Llamo a M para preguntar por V y al cabo de un par de minutos despide a su hija adolescente, que ha quedado con las amigas, hoy toca discoteca. “Yo pensaba que la vería salir con un vestido, y nada, que ha ido con pantalones porque le han dicho las amigas que tienen más experiencia que de esa forma te meten menos mano.” Literal. “¿Pero, qué les pasa a los hombres?”, pregunta M.

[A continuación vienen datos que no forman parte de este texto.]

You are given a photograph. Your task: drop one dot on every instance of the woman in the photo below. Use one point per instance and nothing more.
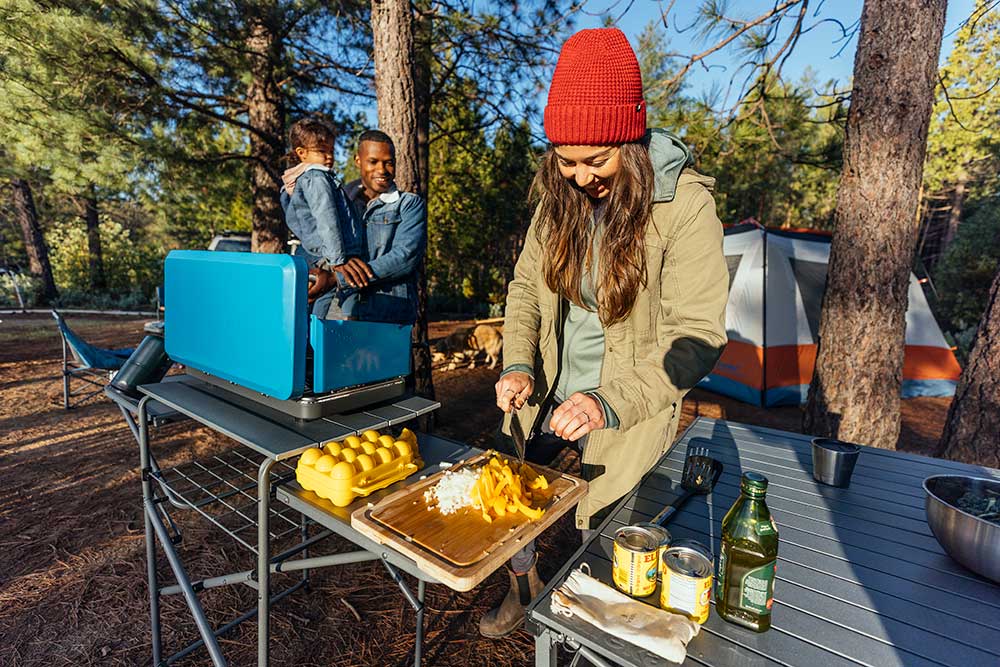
(617, 307)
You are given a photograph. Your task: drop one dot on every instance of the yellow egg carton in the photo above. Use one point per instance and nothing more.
(343, 471)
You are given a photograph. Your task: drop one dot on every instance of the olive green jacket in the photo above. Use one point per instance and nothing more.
(671, 339)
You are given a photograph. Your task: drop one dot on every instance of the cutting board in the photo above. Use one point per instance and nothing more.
(461, 549)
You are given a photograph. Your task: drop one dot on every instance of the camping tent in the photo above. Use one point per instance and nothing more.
(772, 364)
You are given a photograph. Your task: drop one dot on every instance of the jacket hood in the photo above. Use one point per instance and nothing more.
(669, 156)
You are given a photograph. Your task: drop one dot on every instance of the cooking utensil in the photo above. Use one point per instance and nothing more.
(833, 461)
(700, 474)
(970, 540)
(517, 433)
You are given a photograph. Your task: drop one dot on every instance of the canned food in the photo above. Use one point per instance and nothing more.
(635, 565)
(686, 571)
(662, 539)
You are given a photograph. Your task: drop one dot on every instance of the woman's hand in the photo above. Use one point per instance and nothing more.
(513, 389)
(577, 416)
(356, 272)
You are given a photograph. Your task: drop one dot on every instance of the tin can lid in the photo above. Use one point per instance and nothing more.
(753, 483)
(688, 562)
(661, 533)
(635, 538)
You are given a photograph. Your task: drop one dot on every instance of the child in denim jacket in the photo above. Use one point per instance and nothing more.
(319, 214)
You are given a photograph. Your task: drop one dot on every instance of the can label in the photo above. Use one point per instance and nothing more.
(634, 569)
(686, 595)
(757, 589)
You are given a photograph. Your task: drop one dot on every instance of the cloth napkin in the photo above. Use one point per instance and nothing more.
(651, 628)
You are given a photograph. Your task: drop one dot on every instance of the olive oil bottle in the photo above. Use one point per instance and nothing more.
(748, 558)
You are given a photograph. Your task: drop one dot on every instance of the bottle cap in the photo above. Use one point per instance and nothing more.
(753, 484)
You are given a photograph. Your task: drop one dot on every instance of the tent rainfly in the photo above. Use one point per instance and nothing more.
(773, 332)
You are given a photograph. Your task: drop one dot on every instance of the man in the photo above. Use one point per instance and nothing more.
(395, 229)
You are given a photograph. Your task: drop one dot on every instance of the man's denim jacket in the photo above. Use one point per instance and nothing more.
(396, 236)
(319, 214)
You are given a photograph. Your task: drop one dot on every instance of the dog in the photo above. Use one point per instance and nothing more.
(467, 344)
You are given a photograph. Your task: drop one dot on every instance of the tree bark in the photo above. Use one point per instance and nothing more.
(855, 388)
(422, 91)
(266, 112)
(98, 281)
(392, 28)
(34, 242)
(972, 431)
(395, 90)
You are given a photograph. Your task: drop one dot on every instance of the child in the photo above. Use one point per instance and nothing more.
(318, 213)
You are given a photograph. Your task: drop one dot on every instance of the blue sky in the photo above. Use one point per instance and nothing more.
(817, 50)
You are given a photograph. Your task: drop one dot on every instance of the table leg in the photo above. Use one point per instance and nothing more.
(304, 537)
(419, 640)
(147, 499)
(263, 561)
(546, 654)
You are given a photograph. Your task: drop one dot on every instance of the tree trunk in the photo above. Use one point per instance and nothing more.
(34, 242)
(854, 393)
(266, 111)
(422, 91)
(972, 432)
(98, 281)
(395, 89)
(392, 28)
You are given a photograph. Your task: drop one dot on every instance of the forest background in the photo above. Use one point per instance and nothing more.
(128, 129)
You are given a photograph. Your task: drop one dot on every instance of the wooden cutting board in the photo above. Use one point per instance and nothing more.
(461, 549)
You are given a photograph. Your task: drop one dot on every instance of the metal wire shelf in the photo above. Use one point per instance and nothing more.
(223, 489)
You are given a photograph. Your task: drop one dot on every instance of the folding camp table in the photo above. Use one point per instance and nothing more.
(234, 491)
(860, 579)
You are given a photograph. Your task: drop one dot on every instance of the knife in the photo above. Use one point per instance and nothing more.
(517, 433)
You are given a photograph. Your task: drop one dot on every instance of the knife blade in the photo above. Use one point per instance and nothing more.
(517, 433)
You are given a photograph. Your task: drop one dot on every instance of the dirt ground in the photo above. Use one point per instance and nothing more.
(72, 568)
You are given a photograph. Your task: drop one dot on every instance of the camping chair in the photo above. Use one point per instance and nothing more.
(85, 362)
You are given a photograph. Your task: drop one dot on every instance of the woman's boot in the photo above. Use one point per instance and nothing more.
(509, 615)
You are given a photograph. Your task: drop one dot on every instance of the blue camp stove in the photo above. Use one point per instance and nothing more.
(241, 322)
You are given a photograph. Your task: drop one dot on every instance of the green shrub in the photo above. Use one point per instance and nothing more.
(29, 287)
(128, 266)
(132, 299)
(965, 272)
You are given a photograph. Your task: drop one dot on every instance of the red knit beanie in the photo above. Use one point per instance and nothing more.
(596, 94)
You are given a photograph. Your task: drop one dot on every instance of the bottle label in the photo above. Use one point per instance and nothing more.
(720, 575)
(765, 527)
(757, 589)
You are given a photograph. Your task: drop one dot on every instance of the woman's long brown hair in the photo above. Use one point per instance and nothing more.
(565, 230)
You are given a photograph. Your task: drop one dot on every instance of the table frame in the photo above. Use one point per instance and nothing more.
(272, 437)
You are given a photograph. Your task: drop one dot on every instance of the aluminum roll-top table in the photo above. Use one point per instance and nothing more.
(860, 579)
(233, 490)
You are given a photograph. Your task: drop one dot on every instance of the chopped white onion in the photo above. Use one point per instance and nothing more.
(453, 492)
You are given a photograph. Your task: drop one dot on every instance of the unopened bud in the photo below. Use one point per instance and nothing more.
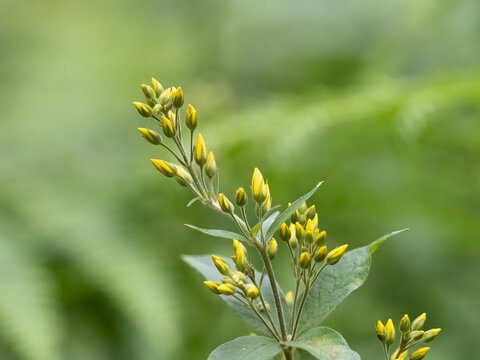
(419, 354)
(225, 204)
(417, 324)
(200, 151)
(272, 248)
(336, 254)
(431, 334)
(143, 109)
(213, 286)
(211, 168)
(177, 97)
(164, 167)
(191, 119)
(305, 260)
(151, 136)
(226, 289)
(320, 254)
(221, 265)
(241, 197)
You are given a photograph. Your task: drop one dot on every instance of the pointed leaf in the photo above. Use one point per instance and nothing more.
(247, 348)
(204, 264)
(289, 211)
(220, 233)
(325, 344)
(336, 282)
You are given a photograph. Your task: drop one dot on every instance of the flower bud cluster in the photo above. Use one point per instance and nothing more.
(411, 334)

Dos días antes, en la presentación de la nueva Ley Foral 14/2015, de 10 de abril, para actuar contra la violencia hacia las mujeres, escucho la misma idea formulada de otra manera. Si la violencia contra las mujeres la ejercen los hombres, ¿a quién habrá que responsabilizar?, ¿a quién habrá que dirigir las campañas de comunicación? ¿Quién deberá cuestionarse en primera instancia?

La hija de M posee y con el tiempo acrecentará un caudal de conocimientos sobre estas amenazas del entorno, normalizadas y aceptadas, que la harán modular o cambiar su comportamiento y que transmitirá.

Me pregunto si los chicos que irán a la misma discoteca han recibido una batería similar de avisos. Si sus amigos, padres, profesores y entrenadores les han instruido sobre los protocolos en las relaciones y en las maniobras de acercamiento. Si el objetivo buscado es el respeto, el encuentro, la eficacia o la victoria.

Me pregunto si los treintañeros han registrado conscientemente las actuaciones abusivas que han protagonizado, las que han visto o escuchado. Estoy segura de que la mayor parte de sus compañeras de quinta sí lo han hecho.

Me acuerdo de H, a quien la violencia sufrida le ha dejado como secuela el miedo a salir a la calle, de N, que no duerme bien, de A, que se marchó.